New Zealand minister of the Crown

The deputy prime minister of New Zealand (te pirimia tuarua o Aotearoa) is the second-most senior member of the Cabinet of New Zealand. The officeholder usually deputises for the prime minister at official functions. Since 31 May 2025, the current deputy prime minister is David Seymour of the ACT Party.

The role existed on an informal basis for as long as the office of prime minister/premier has existed, but the office of "deputy prime minister" was formally established as a ministerial portfolio in 1949. This means that Keith Holyoake is considered the first deputy prime minister. It was formally designated as a full cabinet level position in 1954.

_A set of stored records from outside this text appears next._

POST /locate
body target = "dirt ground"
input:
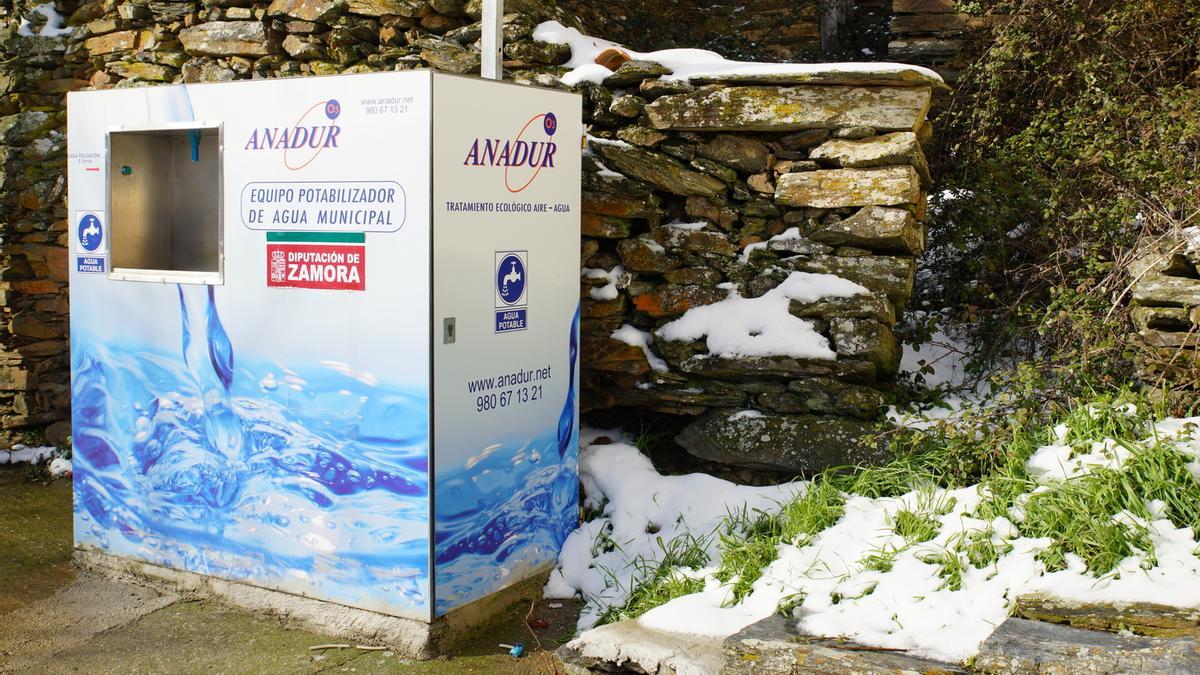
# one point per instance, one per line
(49, 615)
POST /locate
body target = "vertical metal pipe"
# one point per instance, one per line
(492, 51)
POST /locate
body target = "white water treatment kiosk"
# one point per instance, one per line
(324, 333)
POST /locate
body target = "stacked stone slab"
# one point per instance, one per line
(834, 155)
(1165, 314)
(838, 157)
(937, 34)
(147, 42)
(748, 29)
(34, 366)
(138, 42)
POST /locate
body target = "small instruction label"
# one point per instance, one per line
(511, 291)
(90, 264)
(510, 320)
(90, 231)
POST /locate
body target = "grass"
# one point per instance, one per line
(750, 543)
(1096, 517)
(663, 578)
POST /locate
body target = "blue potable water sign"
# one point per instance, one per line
(510, 278)
(511, 297)
(91, 232)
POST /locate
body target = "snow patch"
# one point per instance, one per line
(687, 64)
(762, 327)
(52, 28)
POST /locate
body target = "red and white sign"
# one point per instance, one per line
(317, 266)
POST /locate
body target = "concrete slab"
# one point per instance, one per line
(773, 645)
(406, 637)
(71, 617)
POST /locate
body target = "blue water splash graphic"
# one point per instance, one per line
(509, 509)
(310, 479)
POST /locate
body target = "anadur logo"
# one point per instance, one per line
(304, 141)
(522, 157)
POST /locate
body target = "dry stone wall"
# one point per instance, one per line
(34, 368)
(1165, 314)
(693, 191)
(696, 192)
(941, 34)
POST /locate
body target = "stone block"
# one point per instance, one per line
(924, 6)
(874, 306)
(889, 149)
(791, 108)
(802, 444)
(306, 10)
(694, 276)
(876, 228)
(945, 24)
(144, 72)
(604, 227)
(863, 339)
(113, 42)
(747, 155)
(1162, 318)
(923, 49)
(773, 646)
(646, 255)
(1023, 646)
(641, 136)
(827, 395)
(835, 189)
(1144, 619)
(882, 75)
(449, 57)
(891, 275)
(672, 300)
(700, 242)
(658, 169)
(1157, 290)
(408, 9)
(610, 354)
(227, 39)
(715, 211)
(779, 368)
(634, 72)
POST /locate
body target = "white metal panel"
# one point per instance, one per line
(507, 266)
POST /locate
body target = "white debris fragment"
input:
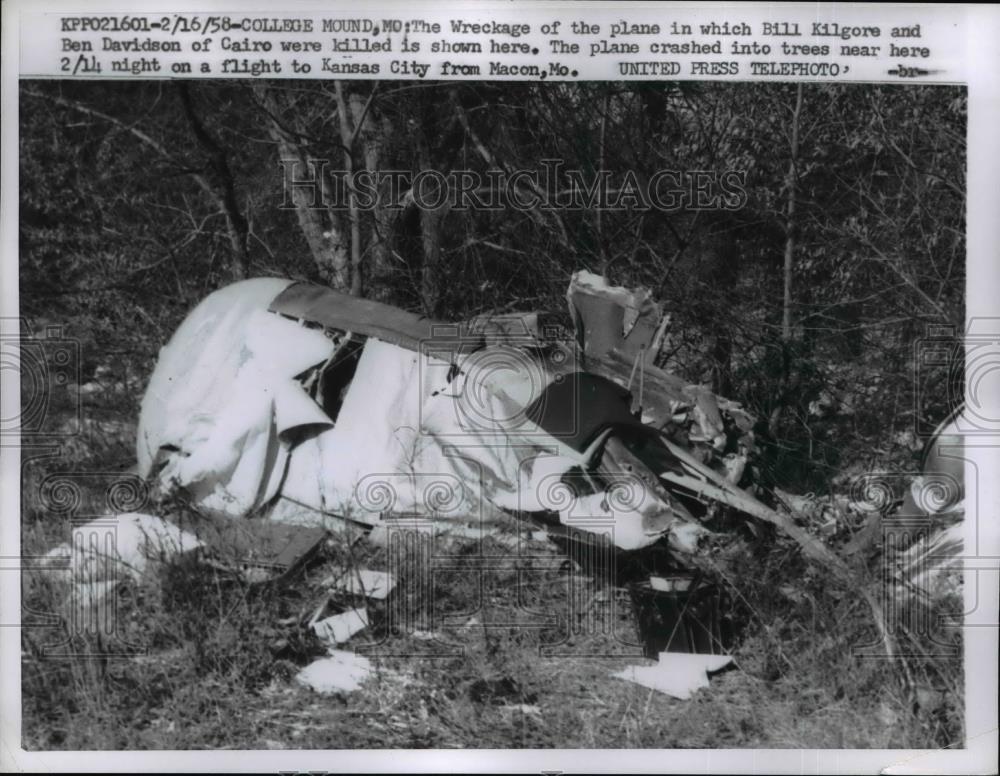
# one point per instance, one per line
(670, 584)
(371, 584)
(127, 543)
(677, 674)
(340, 627)
(339, 672)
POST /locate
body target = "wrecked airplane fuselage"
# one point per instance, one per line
(311, 405)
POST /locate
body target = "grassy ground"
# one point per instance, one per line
(218, 656)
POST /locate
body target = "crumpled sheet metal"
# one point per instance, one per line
(677, 674)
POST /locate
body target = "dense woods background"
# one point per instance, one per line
(807, 303)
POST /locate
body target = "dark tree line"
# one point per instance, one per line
(804, 301)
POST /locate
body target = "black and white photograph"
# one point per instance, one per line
(431, 414)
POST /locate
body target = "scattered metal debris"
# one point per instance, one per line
(339, 672)
(340, 627)
(676, 674)
(364, 582)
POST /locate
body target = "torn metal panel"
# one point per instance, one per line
(339, 672)
(676, 674)
(612, 317)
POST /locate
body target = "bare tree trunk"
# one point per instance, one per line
(324, 235)
(791, 183)
(347, 135)
(374, 132)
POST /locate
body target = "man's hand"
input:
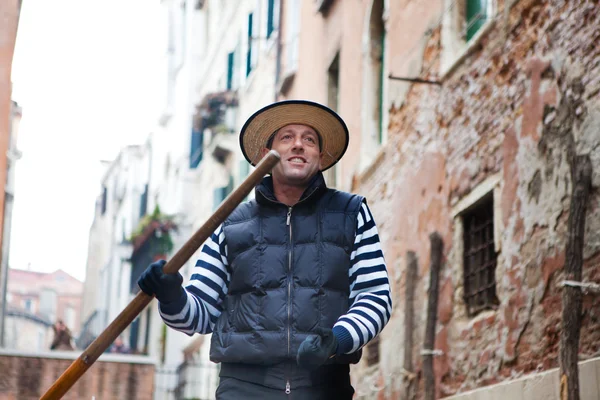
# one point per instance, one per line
(317, 349)
(166, 287)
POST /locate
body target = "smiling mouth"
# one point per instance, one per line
(297, 160)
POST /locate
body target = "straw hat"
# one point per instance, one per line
(266, 121)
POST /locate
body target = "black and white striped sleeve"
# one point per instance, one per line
(200, 305)
(370, 298)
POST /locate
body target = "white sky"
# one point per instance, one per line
(85, 74)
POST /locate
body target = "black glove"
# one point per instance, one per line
(317, 349)
(166, 287)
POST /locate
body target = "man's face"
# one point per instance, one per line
(298, 146)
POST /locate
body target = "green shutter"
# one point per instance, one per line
(270, 17)
(475, 16)
(249, 54)
(230, 61)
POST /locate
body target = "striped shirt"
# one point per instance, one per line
(200, 305)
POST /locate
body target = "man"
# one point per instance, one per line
(62, 337)
(293, 284)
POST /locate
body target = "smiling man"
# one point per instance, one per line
(293, 284)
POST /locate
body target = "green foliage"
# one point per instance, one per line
(161, 239)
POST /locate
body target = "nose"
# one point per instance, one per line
(298, 143)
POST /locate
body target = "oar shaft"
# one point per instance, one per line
(141, 300)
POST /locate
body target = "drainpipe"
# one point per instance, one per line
(278, 52)
(8, 202)
(12, 157)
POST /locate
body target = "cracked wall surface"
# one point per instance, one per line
(518, 106)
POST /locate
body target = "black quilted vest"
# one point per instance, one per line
(289, 273)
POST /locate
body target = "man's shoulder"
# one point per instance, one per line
(338, 200)
(244, 211)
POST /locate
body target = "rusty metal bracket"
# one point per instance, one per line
(414, 80)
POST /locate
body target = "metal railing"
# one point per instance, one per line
(188, 381)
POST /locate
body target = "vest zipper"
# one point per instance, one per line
(289, 223)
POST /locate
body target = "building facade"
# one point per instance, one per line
(37, 300)
(10, 114)
(464, 119)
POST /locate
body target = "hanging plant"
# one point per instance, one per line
(156, 228)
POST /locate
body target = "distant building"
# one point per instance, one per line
(10, 115)
(35, 301)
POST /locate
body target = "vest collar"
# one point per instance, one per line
(266, 196)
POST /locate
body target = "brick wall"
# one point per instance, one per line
(496, 115)
(27, 376)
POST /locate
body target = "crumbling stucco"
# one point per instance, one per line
(502, 111)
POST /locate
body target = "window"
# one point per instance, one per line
(244, 169)
(373, 351)
(230, 68)
(196, 147)
(333, 83)
(144, 201)
(292, 36)
(28, 305)
(462, 24)
(475, 16)
(221, 193)
(70, 317)
(250, 45)
(479, 256)
(323, 6)
(272, 16)
(372, 119)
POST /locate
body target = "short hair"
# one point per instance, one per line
(269, 144)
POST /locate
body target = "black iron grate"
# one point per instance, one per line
(480, 257)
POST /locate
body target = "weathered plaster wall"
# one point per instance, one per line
(512, 108)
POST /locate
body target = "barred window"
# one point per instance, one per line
(373, 351)
(479, 257)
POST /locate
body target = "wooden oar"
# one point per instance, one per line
(137, 305)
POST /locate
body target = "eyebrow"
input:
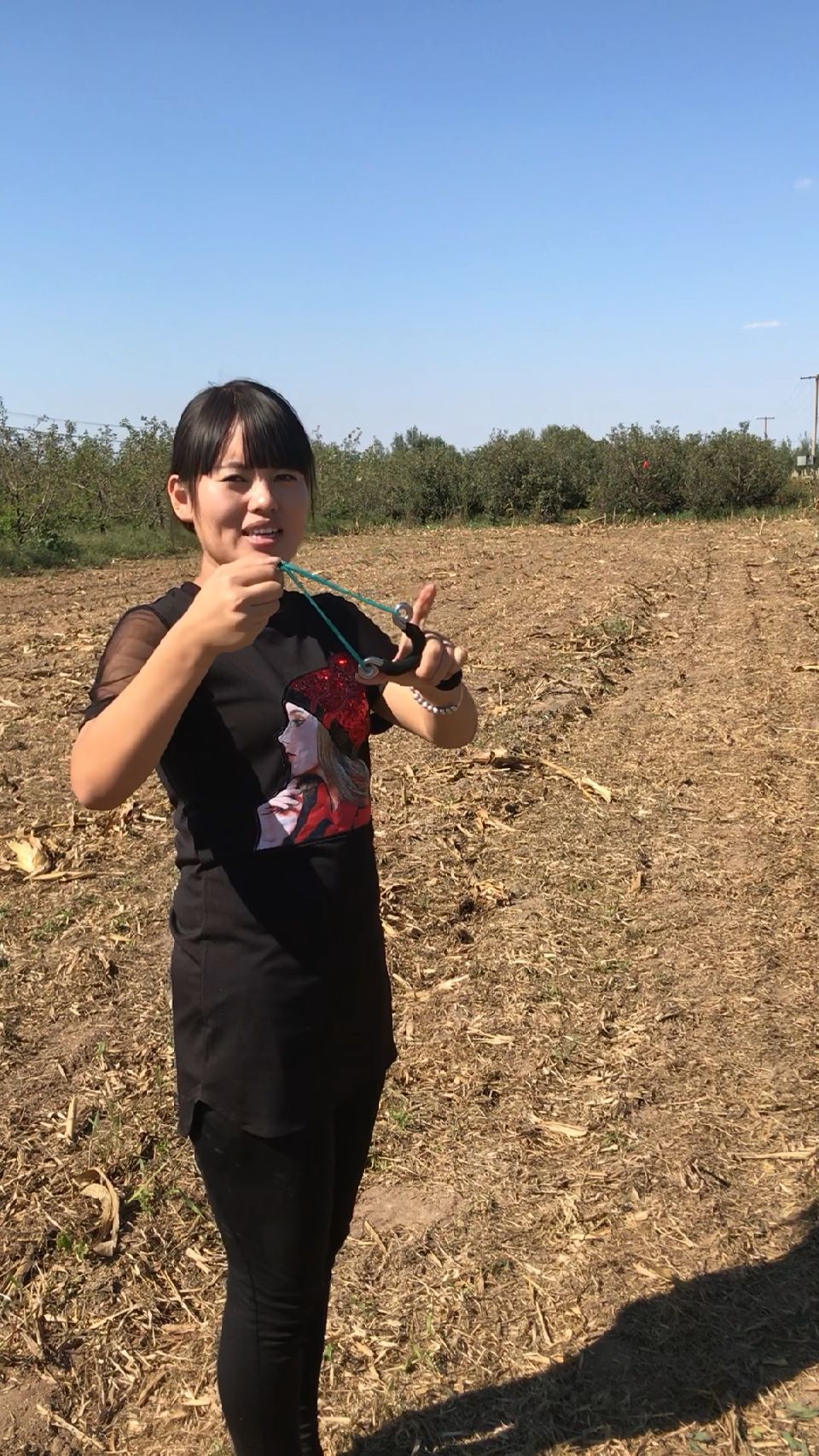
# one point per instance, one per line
(241, 465)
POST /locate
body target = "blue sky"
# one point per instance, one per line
(463, 214)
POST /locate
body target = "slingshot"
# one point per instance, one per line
(369, 667)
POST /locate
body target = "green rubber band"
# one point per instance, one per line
(288, 569)
(334, 585)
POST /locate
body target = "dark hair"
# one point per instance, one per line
(272, 431)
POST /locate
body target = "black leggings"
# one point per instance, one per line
(282, 1208)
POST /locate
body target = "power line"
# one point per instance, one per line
(815, 377)
(61, 420)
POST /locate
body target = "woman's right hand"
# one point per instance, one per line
(236, 603)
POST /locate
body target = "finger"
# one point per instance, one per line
(433, 658)
(453, 660)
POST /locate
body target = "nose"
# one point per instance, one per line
(262, 495)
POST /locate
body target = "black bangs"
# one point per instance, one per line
(272, 433)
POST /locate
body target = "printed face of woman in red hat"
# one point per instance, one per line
(300, 742)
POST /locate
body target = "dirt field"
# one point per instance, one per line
(591, 1208)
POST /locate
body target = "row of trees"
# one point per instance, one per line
(60, 482)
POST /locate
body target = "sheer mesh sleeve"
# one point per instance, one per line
(128, 649)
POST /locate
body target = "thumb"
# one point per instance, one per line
(422, 606)
(424, 603)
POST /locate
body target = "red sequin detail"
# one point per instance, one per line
(335, 696)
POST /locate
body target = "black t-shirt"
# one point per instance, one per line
(281, 998)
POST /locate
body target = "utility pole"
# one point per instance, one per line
(815, 377)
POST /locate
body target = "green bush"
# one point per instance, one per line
(732, 470)
(513, 478)
(642, 472)
(68, 497)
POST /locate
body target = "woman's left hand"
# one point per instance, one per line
(441, 657)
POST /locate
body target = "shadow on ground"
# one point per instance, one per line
(709, 1344)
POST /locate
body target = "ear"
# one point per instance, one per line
(179, 497)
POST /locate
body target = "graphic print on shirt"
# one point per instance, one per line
(328, 792)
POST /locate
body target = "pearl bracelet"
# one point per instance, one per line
(441, 709)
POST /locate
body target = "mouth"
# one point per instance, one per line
(264, 534)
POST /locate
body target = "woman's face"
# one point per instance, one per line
(300, 740)
(241, 510)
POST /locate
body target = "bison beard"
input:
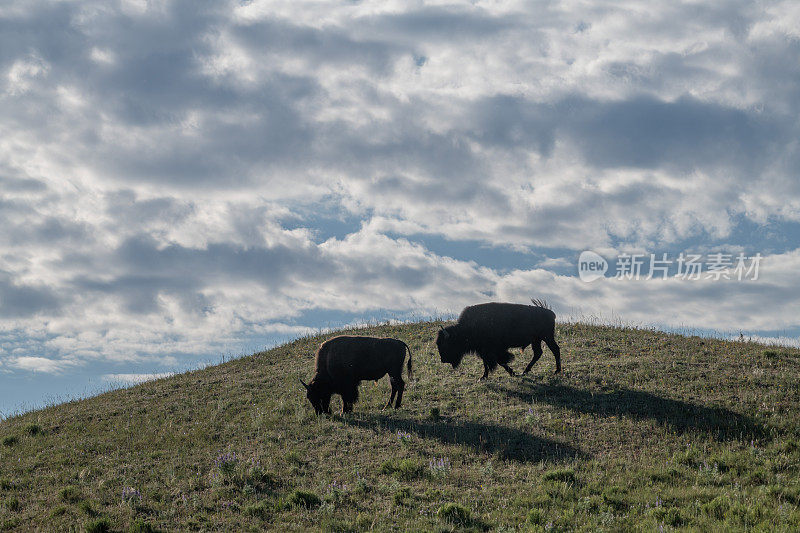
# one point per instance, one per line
(341, 363)
(490, 330)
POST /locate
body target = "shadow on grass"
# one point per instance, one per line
(508, 443)
(682, 416)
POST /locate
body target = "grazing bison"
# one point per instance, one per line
(489, 330)
(343, 362)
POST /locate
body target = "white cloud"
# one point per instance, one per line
(40, 364)
(174, 180)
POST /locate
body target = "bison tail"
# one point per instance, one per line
(408, 365)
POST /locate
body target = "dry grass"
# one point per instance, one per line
(643, 429)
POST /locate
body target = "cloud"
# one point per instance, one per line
(183, 179)
(40, 364)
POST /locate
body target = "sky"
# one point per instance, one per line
(184, 181)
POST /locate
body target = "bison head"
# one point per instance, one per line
(319, 394)
(451, 344)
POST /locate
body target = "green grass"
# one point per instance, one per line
(642, 430)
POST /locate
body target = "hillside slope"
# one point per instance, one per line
(642, 429)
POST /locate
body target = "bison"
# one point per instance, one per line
(341, 363)
(490, 329)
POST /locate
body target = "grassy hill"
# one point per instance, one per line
(643, 429)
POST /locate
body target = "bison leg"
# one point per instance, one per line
(348, 399)
(485, 372)
(537, 353)
(503, 361)
(551, 343)
(394, 391)
(399, 385)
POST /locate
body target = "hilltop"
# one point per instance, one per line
(642, 429)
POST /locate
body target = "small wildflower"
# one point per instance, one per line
(226, 462)
(130, 494)
(439, 466)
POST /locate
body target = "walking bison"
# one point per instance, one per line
(341, 363)
(490, 330)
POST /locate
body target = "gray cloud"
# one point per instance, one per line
(175, 165)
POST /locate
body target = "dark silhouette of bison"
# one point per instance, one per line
(342, 362)
(489, 330)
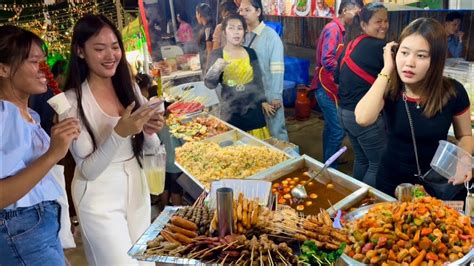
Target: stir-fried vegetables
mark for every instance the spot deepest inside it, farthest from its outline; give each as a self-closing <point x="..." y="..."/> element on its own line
<point x="410" y="233"/>
<point x="311" y="255"/>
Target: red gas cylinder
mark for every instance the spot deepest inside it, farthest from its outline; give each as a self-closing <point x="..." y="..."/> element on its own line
<point x="302" y="104"/>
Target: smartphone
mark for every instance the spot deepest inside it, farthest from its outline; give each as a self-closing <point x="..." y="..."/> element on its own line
<point x="157" y="103"/>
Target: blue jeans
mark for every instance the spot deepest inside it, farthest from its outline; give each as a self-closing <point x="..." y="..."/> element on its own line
<point x="333" y="134"/>
<point x="368" y="144"/>
<point x="29" y="236"/>
<point x="277" y="125"/>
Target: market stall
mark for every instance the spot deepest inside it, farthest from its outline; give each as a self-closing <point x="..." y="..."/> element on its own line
<point x="420" y="232"/>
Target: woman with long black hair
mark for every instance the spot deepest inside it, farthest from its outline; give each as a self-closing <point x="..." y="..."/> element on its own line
<point x="29" y="211"/>
<point x="109" y="188"/>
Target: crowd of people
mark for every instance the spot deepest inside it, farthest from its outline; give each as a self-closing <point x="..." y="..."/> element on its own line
<point x="394" y="105"/>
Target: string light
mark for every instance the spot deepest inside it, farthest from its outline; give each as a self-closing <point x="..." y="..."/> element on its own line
<point x="54" y="23"/>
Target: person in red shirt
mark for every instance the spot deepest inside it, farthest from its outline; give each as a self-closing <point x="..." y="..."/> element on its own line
<point x="329" y="47"/>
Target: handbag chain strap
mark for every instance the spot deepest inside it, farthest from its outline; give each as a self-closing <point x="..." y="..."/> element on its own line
<point x="412" y="128"/>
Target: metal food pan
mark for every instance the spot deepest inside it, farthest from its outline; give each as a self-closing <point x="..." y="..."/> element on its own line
<point x="229" y="138"/>
<point x="359" y="213"/>
<point x="363" y="192"/>
<point x="237" y="137"/>
<point x="330" y="175"/>
<point x="189" y="117"/>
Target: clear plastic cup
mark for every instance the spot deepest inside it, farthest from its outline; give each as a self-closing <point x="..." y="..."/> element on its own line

==Appointment and duties==
The post of deputy prime minister was formally established in 1949. Eighteen individuals have held the position (with one of them doing so twice, and one doing so thrice) and of those people: Holyoake, Marshall, Watt, Muldoon, Palmer, Clark and English have eventually served as prime minister. The deputy prime minister has always been a member of the Cabinet and has always held at least one substantive portfolio.

The deputy prime minister "...can, if necessary" exercise the statutory and constitutional functions and powers of the prime minister if the prime minister is unavailable or unable. They can also do the same as acting prime minister, in consultation with the prime minister if it is appropriate and practicable. The deputy prime minister can also temporarily act as interim prime minister until the leadership of the government is determined in some cases, like the death of the prime minister.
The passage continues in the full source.